After registering a combined 8-13-0 record in its past two seasons prior to last year, Ferris was able to get back on the winning track as the Bulldogs compiled a 7-3 overall mark and a 7-2 first-place tying conference ledger due to an extent of having the NCAA Division II’s top-rated total and scoring offense.
"Our goal this year is to begin where we left off from last season," said head coach Jeff Pierce, who begins his sixth season at the helm of the FSU football program. "Last year’s success has reinforced our high expectations to once again achieve success. However, we all understand success won’t come from reflecting on last season’s accomplishments."
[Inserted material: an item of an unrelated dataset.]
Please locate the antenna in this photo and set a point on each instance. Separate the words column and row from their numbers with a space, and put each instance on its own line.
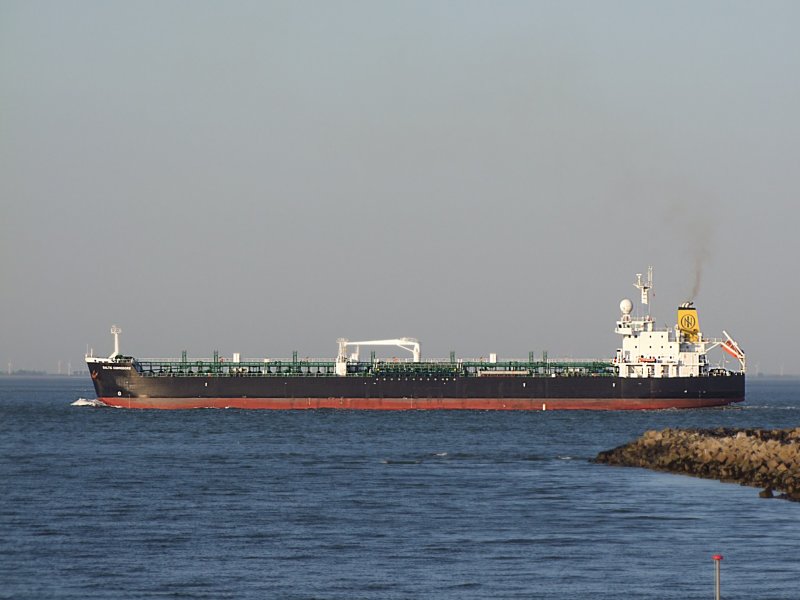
column 115, row 331
column 645, row 286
The Bulldogs will have a mixed bag when you analyze the makeup of this season’s squad. The good news is FSU welcomes back 32 letter-winners of which 11 started a season ago. But, the bad news is 19 lettermen will be absent, including nine who gained some type of post-season recognition. Moreover, the school’s career passing, rushing and receiving leaders are included in the departing group.
Pierce is guardedly optimistic about the 2000 season despite the losses of so many key players.
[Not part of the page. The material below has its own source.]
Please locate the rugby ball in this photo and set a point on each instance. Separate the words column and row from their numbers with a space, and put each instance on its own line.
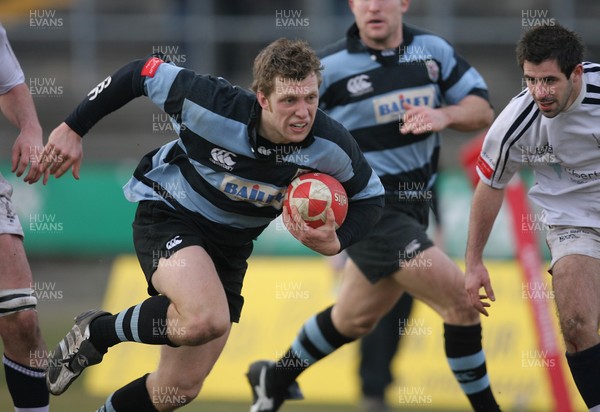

"Anytime you replace the type of individuals with the careers they’ve had, there’s going to be a concern," Pierce said. "But, we have some excellent players back on both sides of the ball. The key will be if our veterans can take their game to the next level and how quickly some of our people can step into new roles."
Quarterback – The task of replacing a three-year starter who finished as the most prolific passer in Ferris history and was the GLIAC’s Most Valuable Player in 1999 is something most teams would find very daunting. After all, Matt McCarthy’s 8,669 career passing yards and 62 career TD’s through the air is now the measuring stick for every Bulldog quarterback to attain. Junior Kyle Park (6-4, 200) is the heir-apparent to the record-setting McCarthy having served as his backup this past season. In seven career outings, Park has thrown for 305 yards while completing 65 percent of his aerial attempts. Waiting in the wings is red-shirt freshman Dan Richard (6-2, 184), an athletic signal-caller who has all the tools but is still in the process of becoming familiar with the offensive system.
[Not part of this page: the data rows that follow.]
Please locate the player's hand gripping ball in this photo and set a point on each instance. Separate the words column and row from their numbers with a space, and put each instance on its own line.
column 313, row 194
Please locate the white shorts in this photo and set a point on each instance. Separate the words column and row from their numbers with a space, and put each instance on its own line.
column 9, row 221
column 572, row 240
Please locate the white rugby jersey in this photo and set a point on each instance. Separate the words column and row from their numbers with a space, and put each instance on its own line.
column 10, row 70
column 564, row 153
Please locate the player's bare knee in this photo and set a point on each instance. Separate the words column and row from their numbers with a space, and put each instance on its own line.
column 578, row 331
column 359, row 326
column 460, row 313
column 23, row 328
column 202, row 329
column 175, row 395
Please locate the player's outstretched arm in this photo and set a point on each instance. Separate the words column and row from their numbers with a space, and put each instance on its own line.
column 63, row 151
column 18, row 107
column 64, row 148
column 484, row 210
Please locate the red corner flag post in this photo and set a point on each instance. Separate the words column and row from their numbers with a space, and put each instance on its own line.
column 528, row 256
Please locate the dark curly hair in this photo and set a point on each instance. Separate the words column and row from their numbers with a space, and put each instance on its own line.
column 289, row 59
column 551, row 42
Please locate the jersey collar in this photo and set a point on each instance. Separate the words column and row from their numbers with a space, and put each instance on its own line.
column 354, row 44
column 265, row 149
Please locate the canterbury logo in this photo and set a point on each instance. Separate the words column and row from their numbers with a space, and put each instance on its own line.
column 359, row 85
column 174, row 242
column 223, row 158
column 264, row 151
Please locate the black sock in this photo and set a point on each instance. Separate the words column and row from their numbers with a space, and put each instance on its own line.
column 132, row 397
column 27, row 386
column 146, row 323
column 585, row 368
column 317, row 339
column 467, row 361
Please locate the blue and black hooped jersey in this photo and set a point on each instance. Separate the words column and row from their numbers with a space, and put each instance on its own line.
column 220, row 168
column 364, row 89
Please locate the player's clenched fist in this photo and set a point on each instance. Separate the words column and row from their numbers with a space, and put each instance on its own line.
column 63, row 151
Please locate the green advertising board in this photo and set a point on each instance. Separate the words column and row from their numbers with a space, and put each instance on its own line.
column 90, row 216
Running Backs – Finding a replacement for tailback Mo Harris, the school’s all-time leading ground gainer (4,192 yards and 38 TD’s) and the GLIAC "Offensive Back of the Year" last season, obviously won’t be an easy task. Fortunately, the Bulldogs do return some experience in sophomore Mike Collins (5-10, 223), who’s already drawing comparisons to former FSU standout tailback Chris Pulliams. Collins is coming off a productive ‘99 campaign in which he finished second on the team in rushing with 438 yards while his 62 points were fifth highest among the squad’s scoring leaders. Red-shirt frosh Derek Fudge (5-9, 190) will provide quality depth at tailback. Sophomore fullback Brad Newell (6-2, 237) earned the starting job in the spring and will be backed up by another sophomore Aaron Burton (6-0, 246), a former linebacker. Neither has received extensive action at the position though.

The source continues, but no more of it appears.